More than anything else, I love that DX: HR not only demonstrates these kinds of games are financially and critically viable, but there's an underserved audience very hungry for this kind of game. I'm hoping Arkane's Dishonored offers up a similar buffet when it comes out this year.

Oh, and the other thing to learn from DX: HR? Never, *ever* outsource gigantic progress blocking boss fights in your game. Just ... just don't. Ever.

Best Spaceship Arm- Insanely Twisted Shadow Planet

I didn't buy Insanely Twisted Shadow Planet when it first came out (I tried the demo and it didn't grab me), but then I was assigned to judge the game for this year's IGF. I played it through to completion and was actually struck by how much I enjoyed it. Beyond the striking visuals that clearly bear Michel Gagné's mark, the game itself is actually a pretty freaking tight little Metroidvania. The various tools almost all have a great feel, especially the little claw arm the ship can use to heft, drag and throw objects. The perfect size for a downloadable game, it very well scratched that explore -> upgrade -> explore more itch. And it made me kind of want to make a Metroidvania game ... hmmm ...

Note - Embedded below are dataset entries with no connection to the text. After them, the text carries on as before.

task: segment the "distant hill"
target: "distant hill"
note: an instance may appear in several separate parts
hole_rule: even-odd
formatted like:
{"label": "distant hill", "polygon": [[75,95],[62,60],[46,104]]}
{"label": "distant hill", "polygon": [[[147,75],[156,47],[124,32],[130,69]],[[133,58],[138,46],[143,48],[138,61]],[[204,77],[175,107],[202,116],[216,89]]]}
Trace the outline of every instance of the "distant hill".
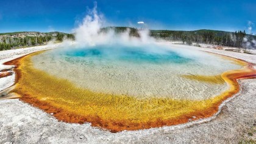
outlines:
{"label": "distant hill", "polygon": [[[131,36],[140,37],[139,30],[128,27],[107,27],[102,28],[100,32],[113,30],[120,33],[129,29]],[[149,34],[156,39],[166,41],[182,41],[184,44],[209,44],[222,46],[256,49],[256,36],[248,35],[245,32],[225,32],[213,30],[191,31],[149,30]],[[43,44],[52,39],[62,41],[63,38],[74,39],[74,34],[60,32],[41,33],[38,32],[17,32],[0,33],[0,50],[20,47]],[[199,46],[198,44],[198,46]]]}

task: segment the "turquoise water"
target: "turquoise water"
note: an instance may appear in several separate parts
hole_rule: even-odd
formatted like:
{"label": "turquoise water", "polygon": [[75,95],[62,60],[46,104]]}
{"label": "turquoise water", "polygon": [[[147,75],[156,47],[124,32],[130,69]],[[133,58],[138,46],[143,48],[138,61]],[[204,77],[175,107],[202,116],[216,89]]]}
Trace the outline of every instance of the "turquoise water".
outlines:
{"label": "turquoise water", "polygon": [[84,57],[88,58],[88,60],[123,61],[137,63],[182,64],[193,61],[191,58],[182,57],[173,51],[167,50],[150,51],[139,47],[96,46],[89,48],[74,48],[66,49],[60,55],[70,57]]}
{"label": "turquoise water", "polygon": [[77,87],[139,98],[208,99],[227,89],[227,84],[182,75],[218,75],[240,67],[215,55],[157,45],[69,47],[47,51],[32,60],[35,68]]}

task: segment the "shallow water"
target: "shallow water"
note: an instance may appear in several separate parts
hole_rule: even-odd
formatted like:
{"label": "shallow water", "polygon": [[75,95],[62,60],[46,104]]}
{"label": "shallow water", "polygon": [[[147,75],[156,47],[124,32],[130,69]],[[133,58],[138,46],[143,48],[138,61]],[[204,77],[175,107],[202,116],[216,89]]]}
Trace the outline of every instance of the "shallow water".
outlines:
{"label": "shallow water", "polygon": [[[138,98],[208,99],[228,89],[221,73],[241,67],[215,55],[157,45],[60,48],[32,61],[35,68],[76,86]],[[202,76],[216,80],[199,80]]]}

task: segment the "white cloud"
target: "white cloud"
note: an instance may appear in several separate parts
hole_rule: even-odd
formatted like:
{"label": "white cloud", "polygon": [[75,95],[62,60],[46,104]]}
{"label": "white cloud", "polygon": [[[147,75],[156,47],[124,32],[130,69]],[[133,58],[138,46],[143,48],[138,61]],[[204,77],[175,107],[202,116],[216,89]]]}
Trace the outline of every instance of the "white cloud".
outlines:
{"label": "white cloud", "polygon": [[254,26],[254,23],[251,21],[248,21],[248,30],[250,33],[252,32],[252,27]]}

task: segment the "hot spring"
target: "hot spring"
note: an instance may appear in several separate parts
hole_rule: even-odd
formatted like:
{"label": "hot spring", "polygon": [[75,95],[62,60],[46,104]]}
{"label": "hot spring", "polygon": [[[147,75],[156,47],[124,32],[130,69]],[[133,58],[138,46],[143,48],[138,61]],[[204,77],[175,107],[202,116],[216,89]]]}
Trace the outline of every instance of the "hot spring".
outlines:
{"label": "hot spring", "polygon": [[112,132],[211,117],[255,75],[244,61],[156,43],[66,46],[15,64],[12,91],[59,120]]}
{"label": "hot spring", "polygon": [[94,7],[73,46],[6,63],[16,66],[12,92],[59,120],[118,132],[210,117],[239,91],[237,79],[256,77],[245,61],[156,43],[148,30],[117,33],[103,21]]}

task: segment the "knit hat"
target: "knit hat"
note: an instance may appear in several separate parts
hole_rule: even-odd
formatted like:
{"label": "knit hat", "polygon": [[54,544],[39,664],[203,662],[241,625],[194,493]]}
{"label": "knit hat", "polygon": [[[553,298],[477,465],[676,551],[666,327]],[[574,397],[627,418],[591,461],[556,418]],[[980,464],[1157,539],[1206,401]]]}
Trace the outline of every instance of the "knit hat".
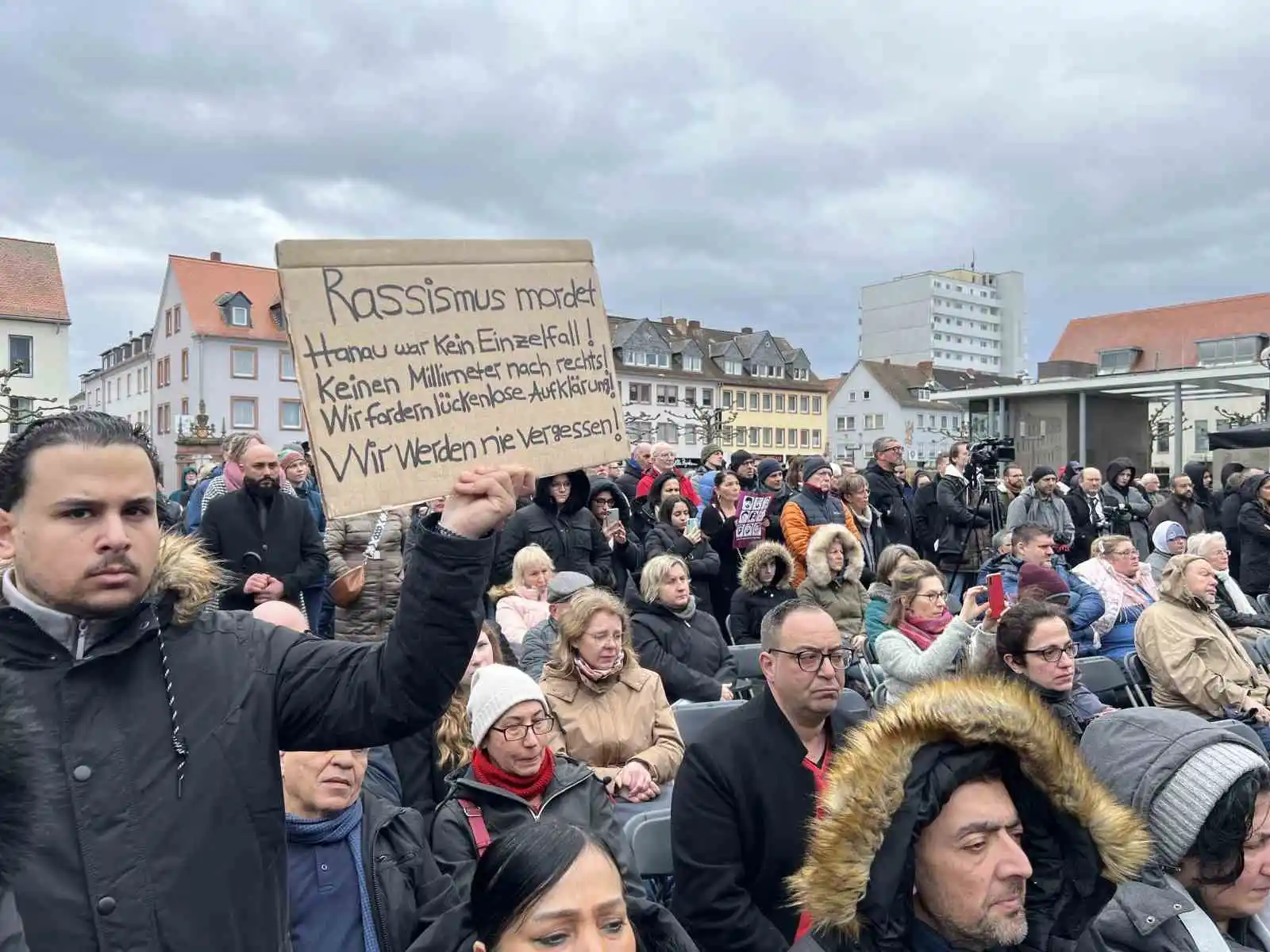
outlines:
{"label": "knit hat", "polygon": [[1050,595],[1066,595],[1072,590],[1071,586],[1063,581],[1063,576],[1048,565],[1033,565],[1031,562],[1026,562],[1019,570],[1019,590],[1022,592],[1033,586],[1044,589],[1044,592]]}
{"label": "knit hat", "polygon": [[809,481],[820,470],[833,472],[833,467],[829,466],[829,461],[823,456],[809,456],[803,463],[803,482]]}
{"label": "knit hat", "polygon": [[1226,791],[1245,774],[1265,769],[1265,759],[1242,744],[1218,743],[1196,750],[1151,803],[1147,825],[1160,858],[1177,866]]}
{"label": "knit hat", "polygon": [[498,718],[525,701],[537,701],[546,711],[547,699],[533,678],[519,668],[491,664],[472,673],[467,717],[472,722],[472,745],[480,746]]}
{"label": "knit hat", "polygon": [[589,575],[582,572],[556,572],[555,578],[547,583],[547,604],[558,605],[568,602],[583,589],[589,589],[596,583]]}
{"label": "knit hat", "polygon": [[283,449],[281,453],[278,453],[278,465],[283,470],[291,466],[291,463],[302,463],[302,462],[305,462],[305,454],[301,453],[298,449]]}

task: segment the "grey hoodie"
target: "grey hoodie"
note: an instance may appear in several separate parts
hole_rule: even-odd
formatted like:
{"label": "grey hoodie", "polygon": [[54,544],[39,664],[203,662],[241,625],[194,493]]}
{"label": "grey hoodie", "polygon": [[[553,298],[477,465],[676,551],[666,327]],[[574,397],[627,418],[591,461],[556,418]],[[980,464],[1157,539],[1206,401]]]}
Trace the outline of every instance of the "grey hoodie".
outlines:
{"label": "grey hoodie", "polygon": [[[1261,745],[1220,722],[1185,711],[1140,707],[1099,717],[1085,730],[1081,753],[1120,802],[1143,819],[1151,816],[1156,796],[1198,750],[1213,744],[1238,744],[1265,758]],[[1148,819],[1149,824],[1149,819]],[[1182,916],[1198,910],[1186,892],[1172,889],[1160,862],[1152,862],[1135,882],[1121,883],[1093,920],[1081,948],[1100,952],[1208,952]],[[1189,918],[1189,916],[1187,916]],[[1270,948],[1270,928],[1262,916],[1241,924]]]}

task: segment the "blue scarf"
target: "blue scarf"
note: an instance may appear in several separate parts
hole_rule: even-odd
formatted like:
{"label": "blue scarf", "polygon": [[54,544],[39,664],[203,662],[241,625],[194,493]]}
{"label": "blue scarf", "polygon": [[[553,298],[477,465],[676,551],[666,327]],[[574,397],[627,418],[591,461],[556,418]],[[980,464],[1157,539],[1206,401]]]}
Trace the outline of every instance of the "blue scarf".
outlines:
{"label": "blue scarf", "polygon": [[357,892],[362,897],[362,942],[366,952],[380,952],[380,941],[375,934],[375,915],[371,913],[371,891],[366,883],[366,869],[362,868],[362,801],[358,798],[347,810],[328,820],[305,820],[287,814],[287,842],[315,845],[318,843],[339,843],[344,840],[353,854],[353,868],[357,869]]}

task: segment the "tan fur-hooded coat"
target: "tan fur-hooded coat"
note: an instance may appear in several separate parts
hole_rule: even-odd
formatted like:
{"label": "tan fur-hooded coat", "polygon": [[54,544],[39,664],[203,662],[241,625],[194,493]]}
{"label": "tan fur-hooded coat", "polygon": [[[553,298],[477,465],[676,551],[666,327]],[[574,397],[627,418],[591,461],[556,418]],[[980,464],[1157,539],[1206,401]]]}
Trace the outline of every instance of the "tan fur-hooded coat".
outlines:
{"label": "tan fur-hooded coat", "polygon": [[[1043,935],[1074,942],[1085,924],[1110,900],[1114,883],[1133,878],[1148,861],[1151,840],[1137,815],[1099,783],[1034,692],[987,677],[923,684],[852,731],[833,758],[820,798],[822,815],[810,825],[806,862],[790,878],[791,895],[810,914],[817,930],[815,941],[805,948],[897,947],[878,941],[876,923],[867,922],[860,908],[881,904],[890,914],[890,924],[900,928],[911,916],[911,862],[893,895],[878,895],[876,886],[870,892],[870,881],[875,878],[874,861],[879,853],[889,853],[881,862],[889,863],[892,873],[900,850],[912,857],[912,844],[897,844],[894,836],[888,842],[888,835],[906,801],[914,755],[926,745],[942,741],[963,748],[1005,748],[1017,758],[1022,776],[1052,809],[1073,819],[1096,849],[1099,868],[1082,869],[1073,864],[1080,854],[1072,847],[1072,836],[1049,840],[1052,848],[1064,852],[1067,868],[1057,878],[1063,882],[1068,915],[1062,923],[1043,922],[1044,910],[1035,909],[1034,883],[1054,869],[1053,863],[1044,866],[1036,850],[1029,849],[1029,836],[1040,833],[1025,830],[1024,849],[1033,861],[1034,880],[1026,900],[1030,934],[1024,948],[1036,948],[1033,944],[1036,939],[1041,939],[1041,948],[1053,948]],[[1026,828],[1027,817],[1022,819]],[[1101,883],[1095,901],[1071,895],[1077,875],[1083,877],[1086,887]],[[895,885],[893,875],[890,881]],[[1072,916],[1082,922],[1071,922]],[[803,948],[795,946],[798,952]]]}
{"label": "tan fur-hooded coat", "polygon": [[[829,547],[839,542],[846,556],[845,571],[829,569]],[[833,617],[842,637],[865,633],[865,605],[869,594],[860,583],[865,553],[846,526],[820,526],[806,546],[806,579],[798,586],[799,598],[814,602]]]}

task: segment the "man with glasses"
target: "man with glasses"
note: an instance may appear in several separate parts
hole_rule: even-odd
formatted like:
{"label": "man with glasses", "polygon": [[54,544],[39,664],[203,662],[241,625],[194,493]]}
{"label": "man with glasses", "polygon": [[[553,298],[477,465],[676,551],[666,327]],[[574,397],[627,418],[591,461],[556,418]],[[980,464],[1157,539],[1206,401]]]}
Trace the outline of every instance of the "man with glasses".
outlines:
{"label": "man with glasses", "polygon": [[847,655],[824,609],[763,618],[767,691],[720,716],[674,782],[672,911],[701,949],[771,952],[800,929],[786,877],[803,862],[824,774],[852,726],[837,711]]}
{"label": "man with glasses", "polygon": [[869,501],[881,513],[881,524],[892,545],[913,545],[913,508],[904,496],[904,484],[895,475],[904,462],[904,447],[894,437],[874,440],[874,458],[865,467]]}

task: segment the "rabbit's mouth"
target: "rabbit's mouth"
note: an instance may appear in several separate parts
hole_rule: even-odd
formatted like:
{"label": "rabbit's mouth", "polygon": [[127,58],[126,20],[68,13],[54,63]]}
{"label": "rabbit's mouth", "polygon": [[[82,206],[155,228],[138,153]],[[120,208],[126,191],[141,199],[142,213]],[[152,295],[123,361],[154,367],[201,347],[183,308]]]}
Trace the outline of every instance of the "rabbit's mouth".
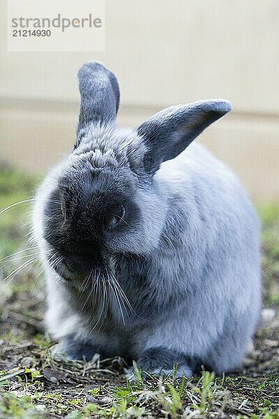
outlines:
{"label": "rabbit's mouth", "polygon": [[88,276],[85,271],[79,270],[73,263],[66,261],[63,256],[60,256],[57,262],[51,265],[51,267],[62,279],[69,284],[78,286],[77,288],[84,283],[84,279]]}

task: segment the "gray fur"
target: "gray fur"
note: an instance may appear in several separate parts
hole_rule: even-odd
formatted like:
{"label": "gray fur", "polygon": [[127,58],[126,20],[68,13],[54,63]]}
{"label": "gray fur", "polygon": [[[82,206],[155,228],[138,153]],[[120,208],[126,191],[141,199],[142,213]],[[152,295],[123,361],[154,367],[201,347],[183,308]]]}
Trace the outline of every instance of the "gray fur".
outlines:
{"label": "gray fur", "polygon": [[82,136],[33,210],[47,330],[70,358],[98,351],[154,372],[176,361],[187,376],[202,364],[236,368],[261,304],[259,223],[234,175],[190,144],[229,104],[173,107],[137,131],[117,129],[116,79],[95,68],[79,72]]}

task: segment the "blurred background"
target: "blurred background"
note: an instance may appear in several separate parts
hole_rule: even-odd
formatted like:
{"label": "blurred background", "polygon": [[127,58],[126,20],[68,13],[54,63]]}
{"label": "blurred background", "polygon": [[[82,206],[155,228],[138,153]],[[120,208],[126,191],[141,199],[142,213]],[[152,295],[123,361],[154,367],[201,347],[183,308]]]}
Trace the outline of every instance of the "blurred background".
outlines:
{"label": "blurred background", "polygon": [[224,98],[234,111],[199,138],[255,201],[279,198],[278,0],[107,0],[104,52],[7,52],[1,2],[0,160],[44,173],[70,151],[87,61],[112,69],[119,125],[158,110]]}

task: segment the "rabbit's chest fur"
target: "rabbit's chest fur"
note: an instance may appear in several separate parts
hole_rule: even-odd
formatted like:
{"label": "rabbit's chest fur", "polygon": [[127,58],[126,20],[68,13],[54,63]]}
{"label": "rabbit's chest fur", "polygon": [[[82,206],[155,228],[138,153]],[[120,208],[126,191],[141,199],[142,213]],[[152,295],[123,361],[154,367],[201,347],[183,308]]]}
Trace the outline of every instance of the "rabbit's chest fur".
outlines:
{"label": "rabbit's chest fur", "polygon": [[230,170],[192,142],[229,103],[170,107],[122,130],[114,75],[88,63],[79,80],[74,149],[33,210],[59,352],[150,372],[174,362],[188,376],[235,367],[260,308],[259,223]]}

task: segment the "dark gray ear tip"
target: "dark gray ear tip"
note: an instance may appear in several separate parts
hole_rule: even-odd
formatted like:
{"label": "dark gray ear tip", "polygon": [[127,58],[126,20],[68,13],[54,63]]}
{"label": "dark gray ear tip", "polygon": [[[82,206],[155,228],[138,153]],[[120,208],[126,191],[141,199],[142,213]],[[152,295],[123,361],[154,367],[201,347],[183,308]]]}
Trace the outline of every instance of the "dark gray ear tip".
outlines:
{"label": "dark gray ear tip", "polygon": [[83,77],[96,77],[97,75],[109,75],[112,72],[98,61],[86,63],[80,68],[77,73],[79,79]]}
{"label": "dark gray ear tip", "polygon": [[83,94],[93,94],[97,86],[111,86],[115,97],[117,112],[120,98],[119,87],[116,78],[110,70],[98,61],[90,61],[80,68],[77,77],[82,96]]}

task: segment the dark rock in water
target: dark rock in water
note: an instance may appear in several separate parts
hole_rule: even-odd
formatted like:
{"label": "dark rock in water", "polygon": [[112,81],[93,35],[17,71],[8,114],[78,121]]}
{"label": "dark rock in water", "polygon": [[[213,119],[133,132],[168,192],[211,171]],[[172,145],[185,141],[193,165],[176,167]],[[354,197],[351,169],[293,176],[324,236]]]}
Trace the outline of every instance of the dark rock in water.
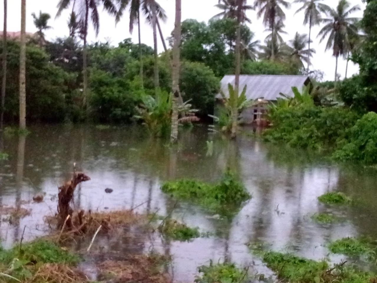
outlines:
{"label": "dark rock in water", "polygon": [[37,195],[33,197],[33,200],[35,202],[42,202],[43,201],[43,196],[42,195]]}

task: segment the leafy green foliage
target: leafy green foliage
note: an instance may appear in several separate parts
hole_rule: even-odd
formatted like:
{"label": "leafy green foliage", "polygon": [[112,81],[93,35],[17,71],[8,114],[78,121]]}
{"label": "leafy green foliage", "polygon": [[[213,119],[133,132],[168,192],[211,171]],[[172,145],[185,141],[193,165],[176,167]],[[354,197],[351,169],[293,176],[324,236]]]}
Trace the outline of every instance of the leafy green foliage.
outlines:
{"label": "leafy green foliage", "polygon": [[343,146],[334,152],[334,158],[367,165],[377,163],[377,114],[364,115],[348,132],[340,144]]}
{"label": "leafy green foliage", "polygon": [[338,220],[337,217],[332,214],[326,212],[314,213],[310,218],[320,223],[332,223]]}
{"label": "leafy green foliage", "polygon": [[351,203],[352,199],[340,192],[329,192],[318,197],[318,200],[328,205]]}
{"label": "leafy green foliage", "polygon": [[182,241],[200,237],[198,228],[191,228],[173,219],[165,220],[158,229],[166,236]]}
{"label": "leafy green foliage", "polygon": [[218,184],[182,179],[166,182],[161,189],[177,198],[190,200],[224,213],[229,209],[239,208],[243,202],[251,198],[243,185],[229,171]]}
{"label": "leafy green foliage", "polygon": [[334,254],[342,254],[351,256],[366,257],[375,260],[376,247],[369,243],[368,239],[351,237],[343,238],[331,242],[329,249]]}
{"label": "leafy green foliage", "polygon": [[246,283],[248,281],[247,271],[237,268],[233,263],[218,263],[212,261],[209,265],[199,266],[200,275],[197,275],[196,283]]}

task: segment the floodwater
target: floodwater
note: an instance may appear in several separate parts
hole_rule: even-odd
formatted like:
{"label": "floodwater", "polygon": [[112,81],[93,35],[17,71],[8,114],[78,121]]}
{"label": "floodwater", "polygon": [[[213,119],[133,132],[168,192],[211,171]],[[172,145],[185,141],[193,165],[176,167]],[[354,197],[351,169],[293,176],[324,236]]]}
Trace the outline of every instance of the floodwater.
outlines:
{"label": "floodwater", "polygon": [[[56,210],[57,187],[69,179],[76,163],[90,177],[75,195],[74,206],[106,210],[135,208],[157,212],[215,235],[189,242],[145,240],[141,246],[171,255],[176,282],[192,281],[197,268],[224,259],[258,272],[268,271],[245,245],[263,241],[271,249],[314,259],[328,255],[329,241],[347,236],[377,238],[377,174],[356,166],[340,167],[303,152],[271,146],[243,134],[236,141],[208,133],[205,126],[185,130],[176,149],[146,136],[140,128],[34,125],[26,137],[8,137],[0,161],[0,204],[31,208],[30,216],[11,224],[0,221],[2,244],[9,247],[24,238],[46,232],[43,217]],[[206,154],[206,141],[213,140]],[[252,198],[230,219],[218,219],[205,209],[176,203],[162,193],[164,181],[181,177],[215,181],[227,167],[238,172]],[[105,192],[111,188],[111,194]],[[331,191],[357,199],[352,207],[330,207],[317,197]],[[23,203],[44,194],[40,203]],[[313,214],[332,211],[343,221],[314,222]],[[141,237],[144,241],[145,237]],[[118,246],[121,243],[118,243]],[[124,244],[124,245],[126,245]],[[330,254],[335,261],[345,257]]]}

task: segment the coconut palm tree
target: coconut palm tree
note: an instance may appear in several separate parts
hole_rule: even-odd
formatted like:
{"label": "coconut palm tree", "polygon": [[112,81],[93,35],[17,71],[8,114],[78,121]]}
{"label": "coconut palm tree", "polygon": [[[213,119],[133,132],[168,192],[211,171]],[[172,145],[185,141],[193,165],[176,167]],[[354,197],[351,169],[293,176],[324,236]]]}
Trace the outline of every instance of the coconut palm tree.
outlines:
{"label": "coconut palm tree", "polygon": [[309,66],[310,57],[313,57],[313,53],[316,53],[314,49],[306,49],[308,42],[308,35],[299,34],[298,32],[296,32],[293,39],[289,41],[291,48],[291,60],[299,69],[305,68],[304,63],[307,63]]}
{"label": "coconut palm tree", "polygon": [[[215,5],[215,7],[223,11],[215,15],[211,19],[217,19],[219,18],[230,18],[234,19],[237,19],[237,8],[238,0],[219,0],[219,3]],[[246,12],[253,9],[253,6],[247,5],[245,2],[241,7],[242,10],[242,18],[244,21],[251,23],[251,21],[250,18],[246,17]]]}
{"label": "coconut palm tree", "polygon": [[[124,5],[123,1],[118,2],[121,6]],[[113,0],[59,0],[58,3],[58,12],[55,17],[61,14],[63,11],[67,9],[72,4],[72,13],[75,12],[78,17],[78,22],[80,28],[80,36],[84,41],[84,49],[83,52],[83,105],[87,109],[88,102],[88,75],[87,75],[87,37],[89,25],[89,15],[91,14],[92,22],[94,28],[96,36],[100,32],[100,15],[98,12],[98,5],[101,3],[104,9],[110,14],[115,16],[116,22],[120,19],[120,9],[117,9]],[[78,4],[78,5],[75,5]]]}
{"label": "coconut palm tree", "polygon": [[41,46],[46,41],[43,32],[52,28],[52,27],[48,25],[48,21],[51,18],[51,16],[49,14],[42,13],[42,11],[39,11],[39,15],[38,17],[35,15],[35,13],[33,13],[31,15],[34,18],[34,24],[38,29],[37,34],[38,36],[39,45]]}
{"label": "coconut palm tree", "polygon": [[344,55],[349,49],[350,37],[357,33],[358,18],[350,17],[351,14],[360,10],[358,5],[351,7],[347,0],[340,0],[336,9],[328,6],[325,12],[329,17],[322,18],[321,23],[325,24],[318,36],[320,37],[322,42],[326,37],[328,37],[325,50],[332,49],[333,55],[335,57],[335,81],[337,80],[338,71],[338,58]]}
{"label": "coconut palm tree", "polygon": [[[260,18],[263,15],[263,23],[271,31],[271,33],[275,33],[276,23],[280,21],[284,22],[285,20],[285,14],[283,11],[282,6],[289,8],[290,4],[285,0],[255,0],[254,7],[258,9],[257,17]],[[273,45],[276,43],[274,40],[271,40],[271,43]],[[275,48],[273,46],[271,49],[272,53],[270,60],[275,59],[274,52]]]}
{"label": "coconut palm tree", "polygon": [[[309,47],[310,49],[311,43],[311,35],[312,27],[319,25],[322,18],[321,12],[328,9],[327,5],[320,3],[323,0],[294,0],[293,3],[302,4],[302,6],[299,8],[294,13],[296,15],[301,11],[303,11],[305,14],[304,17],[304,25],[309,24],[309,39],[308,40]],[[310,61],[308,62],[308,70],[309,70]]]}
{"label": "coconut palm tree", "polygon": [[26,0],[21,0],[20,48],[20,128],[26,129]]}
{"label": "coconut palm tree", "polygon": [[[6,65],[8,48],[7,47],[7,35],[8,30],[7,28],[7,17],[8,16],[8,2],[7,0],[4,0],[4,26],[3,28],[3,72],[2,80],[2,81],[1,88],[1,111],[0,113],[0,139],[2,141],[2,134],[4,129],[4,111],[5,105],[5,94],[6,86]],[[0,151],[2,150],[2,148],[0,149]]]}
{"label": "coconut palm tree", "polygon": [[173,46],[172,89],[173,111],[172,114],[172,130],[170,142],[175,142],[178,138],[178,98],[179,95],[179,47],[181,45],[182,17],[181,0],[175,0],[175,23],[174,27],[174,43]]}

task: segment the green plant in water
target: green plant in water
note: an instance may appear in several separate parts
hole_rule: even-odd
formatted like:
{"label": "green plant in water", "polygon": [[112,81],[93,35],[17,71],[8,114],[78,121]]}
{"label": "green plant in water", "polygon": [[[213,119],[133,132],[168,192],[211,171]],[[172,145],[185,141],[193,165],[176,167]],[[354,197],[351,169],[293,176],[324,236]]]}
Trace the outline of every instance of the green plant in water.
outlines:
{"label": "green plant in water", "polygon": [[334,254],[351,256],[365,256],[369,260],[375,260],[376,247],[368,239],[347,237],[331,242],[329,249]]}
{"label": "green plant in water", "polygon": [[196,283],[246,283],[249,281],[247,270],[243,270],[233,263],[214,265],[211,260],[209,265],[198,268],[199,273],[195,277]]}
{"label": "green plant in water", "polygon": [[192,201],[222,213],[229,212],[229,209],[239,208],[251,197],[243,184],[229,170],[217,184],[184,179],[166,182],[161,189],[174,197]]}
{"label": "green plant in water", "polygon": [[314,213],[310,218],[314,221],[320,223],[332,223],[339,220],[333,214],[326,212]]}
{"label": "green plant in water", "polygon": [[158,227],[160,232],[174,240],[188,241],[200,237],[198,228],[191,228],[173,219],[166,219]]}
{"label": "green plant in water", "polygon": [[351,203],[352,199],[340,192],[329,192],[318,197],[318,200],[326,204],[343,205]]}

And it appears that ITSP was nominated for an Annie Award (Animation's Oscars, basically) for best game animation. Shank was actually nominated last year, but Limbo took the award home, which was fair enough. And I'd say that if ITSP or Rayman: Origins doesn't take home the statue this year, something ain't right with the world.

Best Emo Vikings - Skyrim

This one is cheating a little, since I technically haven't finished Skyrim yet (but I will ... someday!). And really, I'm not sure there's left to be said about Skyrim that someone hasn't already said. It's gorgeous, it's sprawling, it's diverse and it supports so many different kinds of play. Sure, it has its flaws, but the sheer scale of the game and the joy one gets from exploring it make that almost not matter. (Although Shamus Young's takedown of the Thieves Guild questline took me from ambivalent to also actually very disappointed as soon as I thought about how many gigantic plot holes there are, and I generally love any sneak-y bits!)

So yeah, Skyrim is fantastic, especially once you install the mod that gives the game an actual, usable inventory. Actually, the fact that when so many games are shipping with ever-increasing restrictions, seeing Bethesda's whole hearted support of modding of Skyrim continue (and in fact, via the Steam Workshop, become possibly more prolific than its ever been) is something I could not be more excited about. I'll always be a PC person at heart and things like this are a big part of the reason why.

So those were some of my favourite games of 2011. Now back to making ours, so hopefully it can show up on at least a few people's lists this time next year.

1 Comments:

Blogger Gaming in Public said...

Got to love them Emo Vikings! Here are some that I would also love t add to your amazing list!

Who said you couldnt have more robots!: Earth Defense Force Insect Amageddon. You don't need a story all you need are giant guns to destroy giant robots!

Who says 2-D doesnt make good 3-D: VVVVVV
This is probably the best port to date of a game. It plays well on a handheld and it features some of the best game play to date. Did I mention the words come out of the screen!!!!

It totally flew under the radar: Volchaos
Most of the 80ms point games are crap but this one seems to shine. A unique twist on platforming with a bit of humor thrown in! Also working on the PC port with a level editor.